On 02/05/2010 06:12 AM, Luiz Capitulino wrote:
On Thu, 04 Feb 2010 16:31:46 -0600
Anthony Liguori<anth...@codemonkey.ws>  wrote:

On 02/04/2010 02:13 PM, Luiz Capitulino wrote:
Add an assert() to qobject_from_jsonf() to assure that the returned
QObject is not NULL. Currently this is duplicated in the callers.

Signed-off-by: Luiz Capitulino<lcapitul...@redhat.com>
---
   qjson.c |    1 +
   1 files changed, 1 insertions(+), 0 deletions(-)

diff --git a/qjson.c b/qjson.c
index 9ad8a91..0922c06 100644
--- a/qjson.c
+++ b/qjson.c
@@ -62,6 +62,7 @@ QObject *qobject_from_jsonf(const char *string, ...)
       obj = qobject_from_jsonv(string,&ap);
       va_end(ap);

+    assert(obj != NULL);

This is wrong.  We may get JSON from an untrusted source.  Callers need
to deal with failure appropriately.
  What kind of untrusted source?
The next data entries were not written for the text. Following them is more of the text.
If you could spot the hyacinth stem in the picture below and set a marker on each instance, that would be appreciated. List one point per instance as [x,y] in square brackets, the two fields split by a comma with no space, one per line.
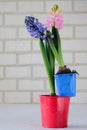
[55,45]
[48,68]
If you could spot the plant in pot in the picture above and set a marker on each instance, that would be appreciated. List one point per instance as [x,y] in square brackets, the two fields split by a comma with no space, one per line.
[54,108]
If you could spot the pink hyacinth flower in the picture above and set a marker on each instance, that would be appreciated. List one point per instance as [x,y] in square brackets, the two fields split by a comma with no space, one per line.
[55,20]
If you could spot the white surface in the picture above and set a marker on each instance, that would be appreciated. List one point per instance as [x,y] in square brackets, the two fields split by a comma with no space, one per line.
[27,117]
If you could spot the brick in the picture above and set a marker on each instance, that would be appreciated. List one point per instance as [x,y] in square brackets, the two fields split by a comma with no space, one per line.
[6,85]
[37,58]
[1,72]
[81,97]
[31,6]
[1,46]
[23,33]
[66,6]
[66,32]
[7,59]
[13,19]
[7,7]
[41,17]
[1,97]
[1,20]
[31,85]
[75,19]
[35,45]
[81,58]
[68,58]
[30,58]
[39,72]
[81,84]
[25,59]
[36,96]
[74,45]
[17,97]
[81,69]
[7,33]
[81,32]
[18,46]
[18,72]
[80,5]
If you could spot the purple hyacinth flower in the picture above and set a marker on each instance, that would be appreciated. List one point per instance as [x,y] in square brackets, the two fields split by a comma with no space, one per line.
[35,28]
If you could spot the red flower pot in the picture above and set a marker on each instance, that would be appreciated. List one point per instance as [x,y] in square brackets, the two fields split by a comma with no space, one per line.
[54,111]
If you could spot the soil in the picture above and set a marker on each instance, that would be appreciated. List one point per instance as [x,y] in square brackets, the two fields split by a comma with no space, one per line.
[65,70]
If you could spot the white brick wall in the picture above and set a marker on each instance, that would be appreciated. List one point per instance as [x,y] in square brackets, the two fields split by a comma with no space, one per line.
[22,73]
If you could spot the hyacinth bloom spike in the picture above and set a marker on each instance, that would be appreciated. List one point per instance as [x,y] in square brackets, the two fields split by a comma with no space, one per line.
[55,18]
[35,28]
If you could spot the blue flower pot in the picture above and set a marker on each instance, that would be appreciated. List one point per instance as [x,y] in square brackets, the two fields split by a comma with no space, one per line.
[66,84]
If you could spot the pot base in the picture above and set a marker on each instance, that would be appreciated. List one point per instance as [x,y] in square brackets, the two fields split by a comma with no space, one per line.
[54,111]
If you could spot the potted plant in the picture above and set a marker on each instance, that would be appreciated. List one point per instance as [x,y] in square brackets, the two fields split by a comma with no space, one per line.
[54,108]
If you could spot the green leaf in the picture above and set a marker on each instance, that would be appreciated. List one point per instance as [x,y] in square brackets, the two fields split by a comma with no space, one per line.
[45,55]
This function is only used by handlers
and assuming that the only possible error here is bad syntax, not having
this check in the source will only duplicate it in the users.

I don't know yet, but there's nothing about this function that indicates that it cannot handle malformed JSON. I don't think it's a reasonable expectation either.

There are absolutely ways to mitigate this. You can use GCC macros to enforce at compile time that the string argument is always a literal and never a user supplied string.

Run time asserts are a terrible way to deal with reasonably expected errors.